“İnsan Çağı”: Bu defa başrol bizim!…

Ayçe Özyiğit

Farkında mısınız bilmem ama yok oluyoruz. Bizi öldürüyorlar. Teker teker… Çığlıklarımız yeterli gelmiyor. Hiçbir şey onları alt edemiyor. Birlik olmamız tek çare. Daha çok olmalıyız. Haykırışlarımız daha çok artmalı. Tüm dünyaya karşı.

Tatavla Sahne, “Havadan Sudan Şeyler” adlı sezon oyununda, yaşadığımız yüzyılın en köklü sorununu dile getirerek izleyicisine “Merhaba” dedi: Ekolojik yıkım ve insan eliyle tüketilerek büyük bir yok oluşa doğru hızla giden dünyaya karşı, Tatavla Tiyatro da “Acil Durum” ilan etti.  Türkiye olarak hiç de yabancısı olmadığımız, hatta ve hatta daha da kötü olması için üstümüze düşen payda insanüstü çaba sarf ettiğimiz bir durum bu. Öyle ki, daha bir iki ay öncesine dayanan Kaz Dağları örneğini kesinlikle unutmamışızdır. Bununla birlikte daha nice örnekler sıralayabilirim sizlere: Büyümenin ve gelişmenin bizdeki karşılığı, “çılgın” projeler, rant uğruna her yaz başında kendiliğinden (!) yanan ormanlarımız, kentsel dönüşüm adı altında talan edilen semtlerimiz, ilçelerimiz; bir hastalık gibi büyüyen kentleşme, sanayileşme, nesillerini tükettiğimiz hayvanlar, hava kirliliği, deniz kirliliği, çevre kirliliği… Bunlara sebep olan ise dünya dışı varlıklar değil, bizleriz; kısaca, “insanoğlu”.

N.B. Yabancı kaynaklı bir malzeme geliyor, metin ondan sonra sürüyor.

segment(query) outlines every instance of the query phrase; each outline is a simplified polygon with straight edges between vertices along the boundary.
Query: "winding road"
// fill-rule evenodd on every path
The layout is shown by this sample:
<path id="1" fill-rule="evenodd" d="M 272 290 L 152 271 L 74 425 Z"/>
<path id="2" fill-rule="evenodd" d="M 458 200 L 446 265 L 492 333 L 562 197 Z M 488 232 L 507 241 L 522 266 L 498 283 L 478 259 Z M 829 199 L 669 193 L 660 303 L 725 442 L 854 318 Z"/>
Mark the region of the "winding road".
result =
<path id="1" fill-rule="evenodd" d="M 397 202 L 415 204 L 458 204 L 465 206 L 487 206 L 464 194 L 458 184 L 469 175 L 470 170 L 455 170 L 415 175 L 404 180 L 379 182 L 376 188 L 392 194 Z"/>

Açgözlü, bencil, kendinden başka hiç kimseyi düşünmeyen, umursamayan; kendi yaşam alanını genişletmek uğruna başkalarını ezen, çiğneyen; çıkarları ve hırsı uğruna hiç düşünmeden başka hayatlara son verebilen insanlar yani. Farkındayım tüm bu yakıştırmalar çok acımasız. Belki bizler asla öyle değiliz. Tüm bunları yapanlar başkaları. Haydi, bir defalığına samimi olalım. Ne yapıyoruz? Ne yapabiliyoruz? Hava kirlenmiş, klavye başına geçip tweet atalım. Kötü olan her duruma dair sosyal medyada bir söylevimiz olsun. Sonra… Sonra kaldığımız yerden aynen devam edelim. Biz üstümüze düşeni yaptık. Gerçek şu ki ve asıl üzücü olan da bu; başkalarında şikâyetçi olduğumuz bu her bir davranış eğiliminin bir kısmını kendi içimizde de barındırıyor oluşumuz. Bizler mükemmel değiliz. İşte bu sebeple düzeltmeye kendi dizimizin dibinden başlamamız lazım.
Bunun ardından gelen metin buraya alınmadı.